Slowly, I threw myself into my new role.  I tackled the very challenging dynamics in my new workplace resulting from a significant trauma they had all faced prior to my arrival.  Funny how I ended up in a group where we were all grieving and recovering from trauma.  It was a hot mess but we worked through it.  I drove regularly back to our home in Palm Beach County as my husband worked to renovate the place.  We got renters and he joined me in Orlando 16 months later.  Months before her death, Christina had confronted me about the marriage – challenging my presence in a situation she found unacceptable.  I wanted to model commitment, covenant and perseverance but sadly, I came to realize what I modeled for her was enabling and acceptance of toxicity.  It didn’t take long for those pending dynamics to resurface once we were living under the same roof again.  My body served me notice that it had ENOUGH, my health tanked and I restarted the therapy process I had promised Christina I would engage.  Months of therapy, prayer, fasting, surgery and self care later…I asked for a separation.  Two and a half years later, I finally filed for divorce.  Another loss.  Another wound.
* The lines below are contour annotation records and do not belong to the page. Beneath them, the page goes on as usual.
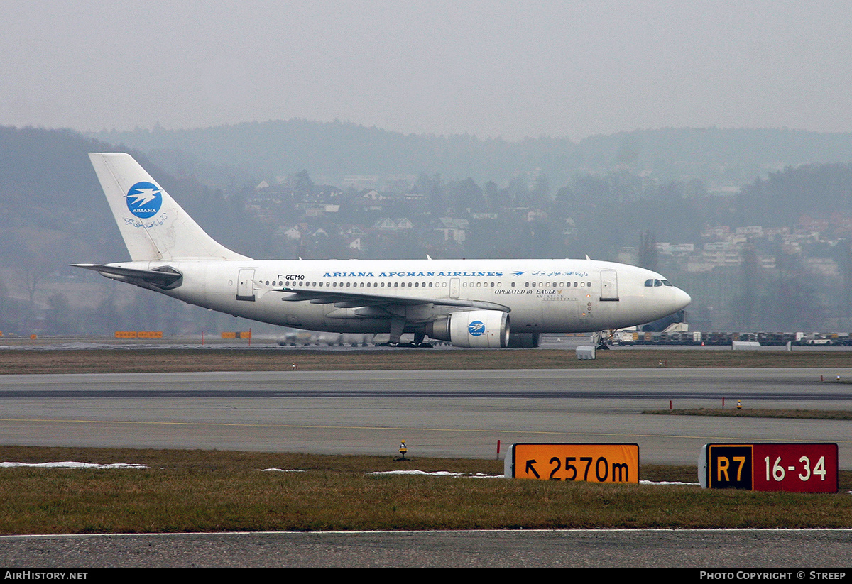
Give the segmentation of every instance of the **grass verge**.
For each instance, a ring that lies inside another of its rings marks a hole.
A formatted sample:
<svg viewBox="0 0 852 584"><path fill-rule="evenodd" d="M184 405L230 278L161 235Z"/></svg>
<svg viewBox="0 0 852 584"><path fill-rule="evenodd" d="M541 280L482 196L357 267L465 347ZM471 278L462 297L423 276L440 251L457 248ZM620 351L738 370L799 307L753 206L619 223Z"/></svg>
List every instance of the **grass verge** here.
<svg viewBox="0 0 852 584"><path fill-rule="evenodd" d="M363 369L610 369L665 367L849 366L845 351L716 351L613 349L593 361L550 349L158 348L0 351L0 374L167 373ZM819 375L815 375L818 381ZM826 378L826 382L836 382Z"/></svg>
<svg viewBox="0 0 852 584"><path fill-rule="evenodd" d="M480 460L34 447L2 447L0 459L150 467L2 468L3 534L852 527L849 472L841 472L841 494L803 495L369 474L502 472L502 462ZM304 472L260 471L271 467ZM647 480L696 481L689 467L643 465L642 473Z"/></svg>

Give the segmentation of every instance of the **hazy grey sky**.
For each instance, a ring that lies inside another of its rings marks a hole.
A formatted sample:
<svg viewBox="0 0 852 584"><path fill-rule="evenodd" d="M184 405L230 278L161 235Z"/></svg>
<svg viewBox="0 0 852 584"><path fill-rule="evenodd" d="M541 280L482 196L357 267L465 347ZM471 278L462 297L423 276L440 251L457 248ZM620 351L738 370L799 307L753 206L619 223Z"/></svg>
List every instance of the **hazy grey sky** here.
<svg viewBox="0 0 852 584"><path fill-rule="evenodd" d="M852 130L852 3L0 0L0 125Z"/></svg>

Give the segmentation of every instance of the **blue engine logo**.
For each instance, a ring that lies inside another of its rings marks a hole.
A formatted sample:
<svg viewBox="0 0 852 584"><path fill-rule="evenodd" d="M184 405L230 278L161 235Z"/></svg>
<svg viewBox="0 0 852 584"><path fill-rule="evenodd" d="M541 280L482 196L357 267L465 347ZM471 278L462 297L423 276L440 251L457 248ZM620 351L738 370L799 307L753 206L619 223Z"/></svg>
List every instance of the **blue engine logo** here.
<svg viewBox="0 0 852 584"><path fill-rule="evenodd" d="M485 335L485 323L481 320L475 320L468 325L468 332L471 336L482 336Z"/></svg>
<svg viewBox="0 0 852 584"><path fill-rule="evenodd" d="M140 219L153 217L163 205L160 188L152 182L144 180L131 186L124 199L130 213Z"/></svg>

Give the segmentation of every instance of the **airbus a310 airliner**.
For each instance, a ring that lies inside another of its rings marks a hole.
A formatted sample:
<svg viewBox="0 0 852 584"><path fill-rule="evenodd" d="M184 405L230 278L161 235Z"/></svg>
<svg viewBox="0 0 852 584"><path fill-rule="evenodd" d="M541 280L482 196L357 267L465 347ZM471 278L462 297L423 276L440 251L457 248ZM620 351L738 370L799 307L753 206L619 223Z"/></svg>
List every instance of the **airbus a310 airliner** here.
<svg viewBox="0 0 852 584"><path fill-rule="evenodd" d="M189 304L310 330L413 333L457 346L538 346L689 304L643 268L589 260L252 260L221 245L129 154L89 155L131 261L77 264ZM428 256L427 256L428 257Z"/></svg>

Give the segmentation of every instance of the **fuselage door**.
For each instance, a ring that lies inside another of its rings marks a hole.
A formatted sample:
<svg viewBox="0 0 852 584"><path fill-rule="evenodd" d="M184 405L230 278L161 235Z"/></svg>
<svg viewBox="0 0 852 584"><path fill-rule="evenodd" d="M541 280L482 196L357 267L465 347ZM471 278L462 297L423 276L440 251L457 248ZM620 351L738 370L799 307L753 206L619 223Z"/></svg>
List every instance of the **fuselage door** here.
<svg viewBox="0 0 852 584"><path fill-rule="evenodd" d="M609 302L619 300L619 272L615 270L601 271L601 300Z"/></svg>
<svg viewBox="0 0 852 584"><path fill-rule="evenodd" d="M242 269L237 278L237 300L255 301L255 271L254 269Z"/></svg>

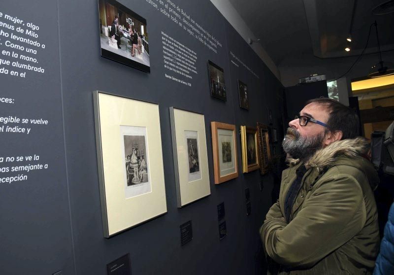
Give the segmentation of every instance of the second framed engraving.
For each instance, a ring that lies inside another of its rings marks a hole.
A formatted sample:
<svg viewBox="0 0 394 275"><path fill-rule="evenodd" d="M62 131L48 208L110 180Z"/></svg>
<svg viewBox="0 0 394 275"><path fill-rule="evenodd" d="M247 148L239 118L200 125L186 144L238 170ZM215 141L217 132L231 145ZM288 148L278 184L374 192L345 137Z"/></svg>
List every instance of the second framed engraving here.
<svg viewBox="0 0 394 275"><path fill-rule="evenodd" d="M219 184L238 176L235 126L211 122L215 183Z"/></svg>
<svg viewBox="0 0 394 275"><path fill-rule="evenodd" d="M178 207L211 194L204 115L169 108Z"/></svg>

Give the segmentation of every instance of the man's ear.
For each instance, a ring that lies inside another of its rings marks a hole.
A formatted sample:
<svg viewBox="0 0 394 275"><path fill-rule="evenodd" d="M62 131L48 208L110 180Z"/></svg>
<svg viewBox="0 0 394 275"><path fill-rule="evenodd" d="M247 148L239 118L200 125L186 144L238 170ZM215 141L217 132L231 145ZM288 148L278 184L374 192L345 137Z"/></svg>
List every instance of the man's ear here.
<svg viewBox="0 0 394 275"><path fill-rule="evenodd" d="M328 145L337 140L340 140L343 134L341 131L337 130L334 132L329 132L326 135L326 138L324 140L324 144L325 145Z"/></svg>

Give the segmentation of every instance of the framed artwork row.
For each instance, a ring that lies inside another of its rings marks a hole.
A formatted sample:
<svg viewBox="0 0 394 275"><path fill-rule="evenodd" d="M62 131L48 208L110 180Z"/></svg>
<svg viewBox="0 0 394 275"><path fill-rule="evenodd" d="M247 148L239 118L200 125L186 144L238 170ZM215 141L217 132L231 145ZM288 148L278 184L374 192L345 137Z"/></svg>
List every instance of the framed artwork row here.
<svg viewBox="0 0 394 275"><path fill-rule="evenodd" d="M93 93L103 235L167 212L159 105ZM130 115L130 110L138 115ZM204 115L169 108L177 206L211 194ZM238 176L236 127L211 123L215 183ZM268 127L241 126L242 171L269 170Z"/></svg>

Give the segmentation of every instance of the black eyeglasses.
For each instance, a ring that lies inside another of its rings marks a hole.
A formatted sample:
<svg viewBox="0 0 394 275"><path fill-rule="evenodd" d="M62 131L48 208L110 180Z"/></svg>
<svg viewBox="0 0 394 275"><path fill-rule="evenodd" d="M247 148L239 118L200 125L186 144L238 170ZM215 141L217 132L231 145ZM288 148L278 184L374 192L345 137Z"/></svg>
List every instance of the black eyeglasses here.
<svg viewBox="0 0 394 275"><path fill-rule="evenodd" d="M309 116L306 116L304 115L296 115L296 117L294 118L294 119L296 119L297 118L299 120L299 125L301 126L306 126L308 124L308 122L310 121L311 122L322 125L325 127L328 128L328 126L326 123L324 123L321 121L319 121L319 120L316 120L316 119L312 118L311 117L309 117Z"/></svg>

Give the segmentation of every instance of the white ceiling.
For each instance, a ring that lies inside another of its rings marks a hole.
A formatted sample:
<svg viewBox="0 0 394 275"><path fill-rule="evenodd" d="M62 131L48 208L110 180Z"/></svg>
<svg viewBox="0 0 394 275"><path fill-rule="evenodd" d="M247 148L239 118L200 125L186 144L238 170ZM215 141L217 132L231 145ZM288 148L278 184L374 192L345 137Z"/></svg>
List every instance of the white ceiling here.
<svg viewBox="0 0 394 275"><path fill-rule="evenodd" d="M312 53L321 58L358 55L370 26L378 24L382 51L394 50L394 13L375 16L372 9L387 0L229 0L277 66L289 55ZM356 2L352 50L346 38ZM372 27L366 53L377 51Z"/></svg>

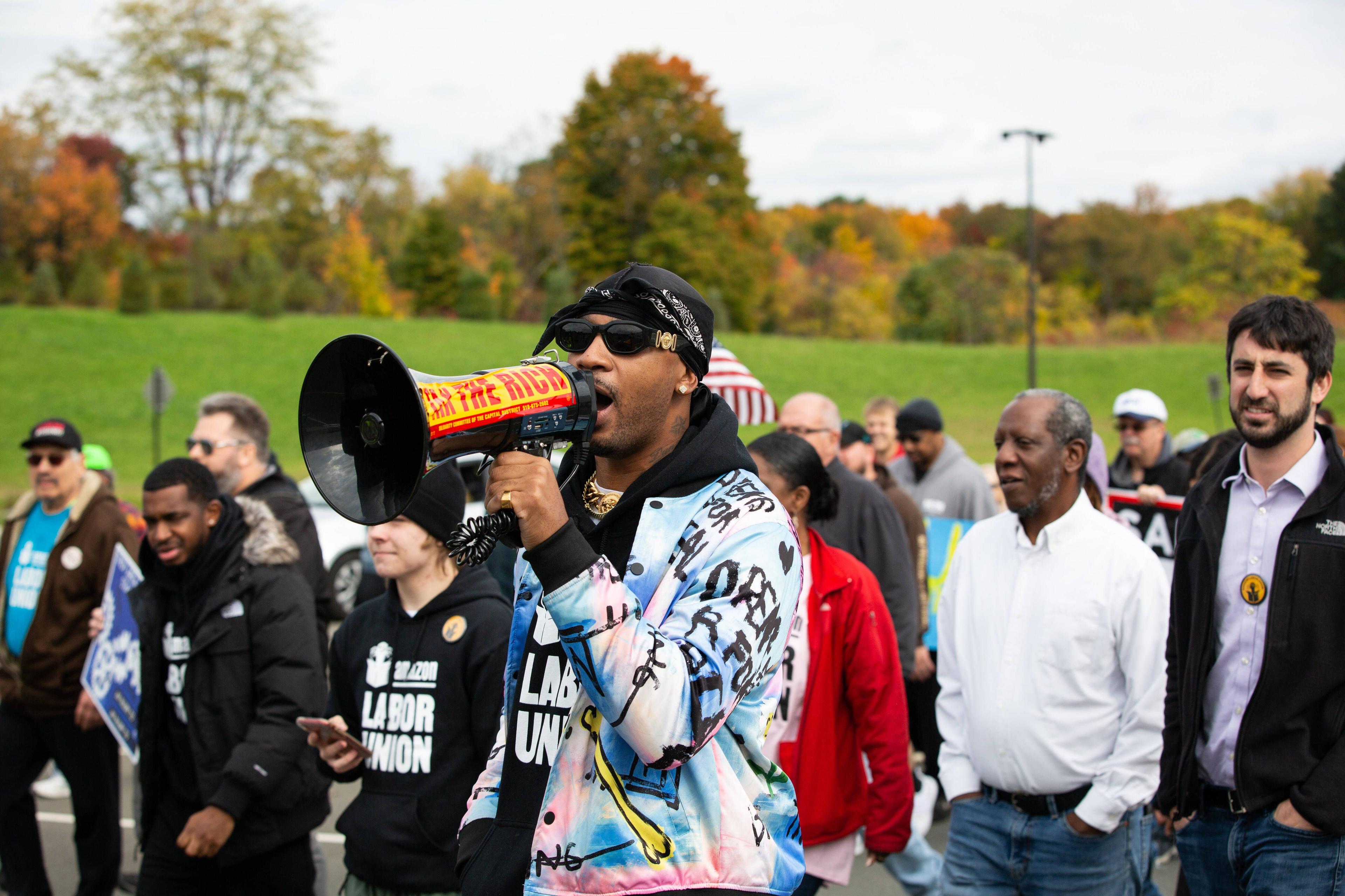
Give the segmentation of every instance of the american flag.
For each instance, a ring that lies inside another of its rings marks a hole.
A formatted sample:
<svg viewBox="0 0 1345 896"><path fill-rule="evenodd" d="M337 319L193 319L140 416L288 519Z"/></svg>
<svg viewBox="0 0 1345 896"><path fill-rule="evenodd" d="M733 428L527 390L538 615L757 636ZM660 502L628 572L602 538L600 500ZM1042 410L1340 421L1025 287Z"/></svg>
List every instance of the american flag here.
<svg viewBox="0 0 1345 896"><path fill-rule="evenodd" d="M720 340L714 340L710 372L705 375L703 382L706 388L729 403L742 426L775 423L775 402L771 400L771 394L733 352L724 348Z"/></svg>

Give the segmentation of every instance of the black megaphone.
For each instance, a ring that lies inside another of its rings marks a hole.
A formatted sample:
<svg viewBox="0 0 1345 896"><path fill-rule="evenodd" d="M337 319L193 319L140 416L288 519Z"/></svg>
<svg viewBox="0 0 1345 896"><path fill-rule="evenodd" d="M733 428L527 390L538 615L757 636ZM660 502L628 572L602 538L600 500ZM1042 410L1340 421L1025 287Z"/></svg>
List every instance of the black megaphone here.
<svg viewBox="0 0 1345 896"><path fill-rule="evenodd" d="M593 418L593 375L554 357L436 376L362 334L324 345L299 392L299 443L313 485L362 525L399 516L421 477L464 454L547 454L558 442L586 451ZM495 535L516 523L508 510L491 517Z"/></svg>

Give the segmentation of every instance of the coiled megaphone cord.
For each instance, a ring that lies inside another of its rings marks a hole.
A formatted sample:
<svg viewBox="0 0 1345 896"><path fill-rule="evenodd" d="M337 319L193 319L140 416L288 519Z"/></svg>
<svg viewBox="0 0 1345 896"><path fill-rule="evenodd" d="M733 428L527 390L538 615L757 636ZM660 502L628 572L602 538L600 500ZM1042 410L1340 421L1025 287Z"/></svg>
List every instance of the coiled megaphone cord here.
<svg viewBox="0 0 1345 896"><path fill-rule="evenodd" d="M570 484L574 474L588 461L589 447L589 442L586 441L578 446L574 465L570 467L570 474L561 482L561 489ZM486 559L491 556L491 551L495 549L495 543L499 541L502 535L516 531L518 514L512 510L496 510L495 513L459 523L453 535L448 536L444 547L453 555L453 560L459 566L475 567L486 563Z"/></svg>
<svg viewBox="0 0 1345 896"><path fill-rule="evenodd" d="M453 555L459 566L480 566L491 556L495 543L506 532L518 528L518 516L512 510L496 510L487 516L459 523L444 547Z"/></svg>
Despite the pain and anxiety of those two and a half years, I had space to discover my true self and aspects of God that I had never engaged.  It was bittersweet to find that Christina was far more like me than I had realized.  It was just that life and its responsibilities had forced me to bury much of what she had been free to exude.   As I formed new relationships and pursued my faith in expanded ways, I built my identity from the ground up.  As new information surfaced from my biological family, I missed processing with her.  As the world took wild turns, I started to feel more and more gratitude that she wasn’t here to suffer through it.  I found myself honoring her memory by embracing and cultivating the characteristics she got from me that I had buried for so long – the creativity, the free spiritedness, the acceptance, the love.

While my life became an ode to the qualities we shared and, I continued to tell her stories freely, the passing years put more and more distance between me and her physical presence.  I can no longer conjure up the sound of her voice in my head.  I forget what it feels like to squeeze her tiny body in the bear hugs she would roll her eyes over.  A new type of grief emerges as I lose these tangible aspects of her.  My life is a 180 degree existence from where she left me.  Whether I want to accept it or not, letting go of my role as Christina’s mom allowed me to discover who Andrea was truly created to be.  Couldn’t that have happened without losing her?  That’s my beef with God and rest assured, we WILL discuss it when I get there.  That said, I trust His process and I cannot deny that she got a good deal.  She’s not missing much down here and I would never bring her back if I had the chance.  She no longer has to deal with the challenges of Cystic Fibrosis, nor the erosion of communal responsibility that she would have needed to survive here.  I love her too much to wish that on her, just so I could enjoy her presence.  And so…I’ve built a whole new life with its own joys and love.  The hole is still there but love has grown up around it.  There is a beautiful, flowering hedge that encircles it, to the point that I rarely see it anymore.  I know it’s there though and sometimes it either catches me by surprise or, I choose to sit with it.  That will never change and that’s OK.  I don’t have to abandon it in order to have the life God has blessed me to build.  Grief is a both/and – it honors who we loved AND exists alongside the new life we can have if we are willing to risk loving and trying again.